Went with a gang of friends to Pune for 2 days for a management simulation game conducted by AIMA. The event happened at Singhad Institute of Management in a serene village called Kondhwa outside Pune. So, we started from Mumbai on Monday evening by the Deccan Queen. The train has a number of firsts and onlys to its credit, like
The first train to be certified ISO 9000 in India.
The only train with a cafeteria, where you can actually sit and have food as you do in a hotel.
The route between Mumbai and Pune is one of the most beautiful ones in India, as far as I have travelled, where the tracks cut across the Western Ghats. During monsoon, which it was this week, it offers you some breathtaking views of valley, waterfalls and mountains all in fresh green. The added pleasure of travelling by the Deccan Queen is that you can enjoy all this as you relish your cutlet and coffee as you do in a bakery down the street.
The game was conducted by AIMA on a software that they have developed called Chanakya. The software was robust. There was not a glitch in it throughout the 2 days that we played. The game was a board room simulator in which there were 4 members per team and each had to play the role as a CEO, CFO, COO and CMO.

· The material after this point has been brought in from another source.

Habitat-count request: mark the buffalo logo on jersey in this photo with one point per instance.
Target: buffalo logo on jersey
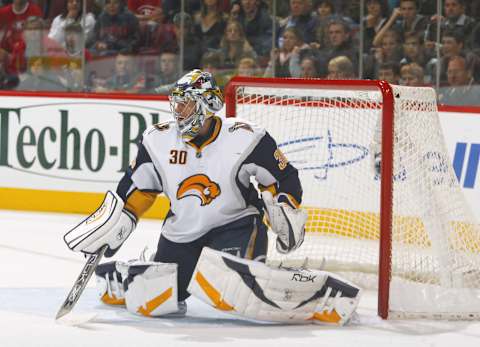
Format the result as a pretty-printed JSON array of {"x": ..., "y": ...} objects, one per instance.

Each four member team was a company. In each group there were 8 teams, which made it essentially as 8 companies competing for the same market. We had to take decisions on the operations, marketing and financial aspects each quarter, and the game was played over 5 quarters.
The winning criteria was the book value per share, which made the way you managed your finances more crucial than the way you invested in technology, produced efficiently or marketed the product. This winning criteria, made the reading of the seemingly simple Balance sheet, Income statement and the cash flow critical after every quarter. We felt that we should have had one of the CAs from our class in our team as they would have helped us in reading these statements in a jiffy.

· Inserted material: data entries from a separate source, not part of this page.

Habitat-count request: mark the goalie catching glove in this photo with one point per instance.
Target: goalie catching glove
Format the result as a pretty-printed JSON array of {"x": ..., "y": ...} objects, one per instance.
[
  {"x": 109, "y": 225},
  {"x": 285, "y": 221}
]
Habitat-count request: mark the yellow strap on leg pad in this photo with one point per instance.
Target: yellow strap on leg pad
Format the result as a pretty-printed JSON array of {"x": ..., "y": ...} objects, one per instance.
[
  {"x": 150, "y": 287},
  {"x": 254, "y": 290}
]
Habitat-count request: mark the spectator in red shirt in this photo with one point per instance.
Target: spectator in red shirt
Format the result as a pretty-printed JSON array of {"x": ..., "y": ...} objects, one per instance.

The game helped us realise, at least now, how much of financial accounting had been misunderstood by us. We made a stupid mistake of not issuing equity shares during the 2nd quarter of the game when the chance came our way and hence not capitalising the share premium into the reserves and surplus, which would have improved our book value. This made us go from 3rd to 8th rank after round 2, the end of day 1.

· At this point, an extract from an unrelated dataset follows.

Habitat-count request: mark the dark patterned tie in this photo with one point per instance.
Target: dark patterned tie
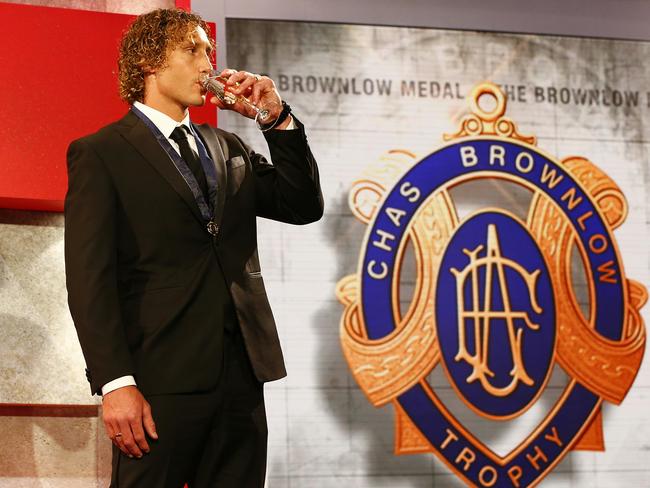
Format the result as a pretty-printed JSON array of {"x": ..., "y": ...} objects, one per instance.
[{"x": 179, "y": 136}]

The next day, we had to play 3 more rounds and somehow jump from 8th to the 4 th position to scrape through to the next round. We did play a little better on day 2 than on day 1, and managed to move from 8 to 6 to 5 and stayed at 5.
Of the 8 teams from NM, one managed to get to the regional finals and they have also ended up being the regional winners, who will play in the national finals at Coimbatore in October. Hope they win at Coimbatore and become the national champions.
Overall, it was a great learning that made us realise that small decisions that you make in the board room has a significant impact on the company, which makes business seem simple yet remain complex.